Arsenio Meira 06/03/2014
O regente da Água
Milton Hatoum é, sem favor algum, um dos mais talentosos escritores brasileiros da atualidade. "Dois Irmãos" e "Cinzas do Norte" são dois romances que reinventaram o segmento regionalista na literatura brasileira. "Órfãos do Eldorado" é uma novela (um conto longo que se esqueceu de ser conto ou um romance curto, repelido pelas convenções do catálogo literário). Hatoum continua as obras anteriores, se considerarmos que ele desvenda a vida e a história e os modos da região Norte, um pedaço do país riquíssimo de toda boa riqueza (leia-se cultura), mas pouco conhecido pelos próprios brasileiros, incluindo-se neste rol o subscritor destas linhas.
É ali, num cenário rodeado de água por todos os lados, que se desenrola a vida de Arminto Cordovil, ao qual somente pode ser acrescido o epíteto de “filho de Amando Cordovil”. A novela nos dá o abraço de Amando, o pai, no filho Arminto, como o despertar do sexo de Arminto na rede de Florita, como a noite de amor místico com Dinaura, como o rosto de Angelina, mãe morta na foto recortada. Mas a unicidade da narrativa combina história e mito, ficção e fábula, lenda e verdade. Por isso, Dinaura se confunde com uma criatura mágica do rio ou com outra mulher, Estrela – céu espelhado no rio. E Amando, benquisto por todos (menos pelo filho), tem o coração vil de seu sobrenome. Manaus, claro, é a cidade terrena, miserável, e a outra, submersa e encantada.

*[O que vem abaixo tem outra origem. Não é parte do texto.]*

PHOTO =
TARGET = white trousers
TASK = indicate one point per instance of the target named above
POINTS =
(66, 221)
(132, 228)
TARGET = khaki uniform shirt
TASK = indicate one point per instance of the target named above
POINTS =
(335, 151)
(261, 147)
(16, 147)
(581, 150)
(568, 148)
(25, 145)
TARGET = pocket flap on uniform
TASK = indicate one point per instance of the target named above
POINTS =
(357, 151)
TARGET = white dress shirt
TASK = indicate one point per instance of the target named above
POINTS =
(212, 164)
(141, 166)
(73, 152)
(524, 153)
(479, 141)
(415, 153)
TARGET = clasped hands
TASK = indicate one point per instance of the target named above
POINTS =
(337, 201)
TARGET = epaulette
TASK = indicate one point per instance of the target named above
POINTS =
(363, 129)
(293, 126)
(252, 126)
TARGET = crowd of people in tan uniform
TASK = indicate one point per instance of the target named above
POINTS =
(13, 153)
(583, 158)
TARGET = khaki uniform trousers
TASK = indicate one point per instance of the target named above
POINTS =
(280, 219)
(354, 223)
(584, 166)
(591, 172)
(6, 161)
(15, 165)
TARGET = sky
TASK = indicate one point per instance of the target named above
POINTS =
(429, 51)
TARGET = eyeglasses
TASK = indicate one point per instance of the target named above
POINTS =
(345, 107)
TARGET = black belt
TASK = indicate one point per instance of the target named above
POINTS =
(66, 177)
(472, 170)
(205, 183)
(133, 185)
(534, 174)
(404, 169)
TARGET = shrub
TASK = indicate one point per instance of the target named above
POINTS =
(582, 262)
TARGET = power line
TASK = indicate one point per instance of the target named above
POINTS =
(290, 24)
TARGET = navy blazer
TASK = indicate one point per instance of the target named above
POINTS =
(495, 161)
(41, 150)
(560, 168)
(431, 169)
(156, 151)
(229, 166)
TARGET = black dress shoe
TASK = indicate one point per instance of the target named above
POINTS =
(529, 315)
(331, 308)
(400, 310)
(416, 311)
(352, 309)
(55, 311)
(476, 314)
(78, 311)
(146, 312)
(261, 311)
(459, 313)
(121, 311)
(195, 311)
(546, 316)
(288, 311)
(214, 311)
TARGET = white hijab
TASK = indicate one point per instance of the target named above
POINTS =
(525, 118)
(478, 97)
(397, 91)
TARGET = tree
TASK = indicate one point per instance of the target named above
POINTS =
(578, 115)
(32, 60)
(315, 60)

Perdido entre a exigência de seguir os negócios da família e os prazeres da quase irrestrita liberdade, Arminto usa os espaços de sua vida vazia para contar lendas e mitos amazônicos, contos de botos que engravidam virgens e mulheres que largam o mundo para viver numa cidade encantada, no fundo do rio. E a narrativa funde essas instâncias: a real, onde Arminto luta contra a figura do pai, que o subjuga em todos os sentidos, onde ele desenvolve sua relação ambígua com Florita, mulher que o criou, onde ele escuta conselhos do advogado Estiliano; e aquela outra, quase que sobrenatural, onde ele se perde na obsessão por uma órfã misteriosa.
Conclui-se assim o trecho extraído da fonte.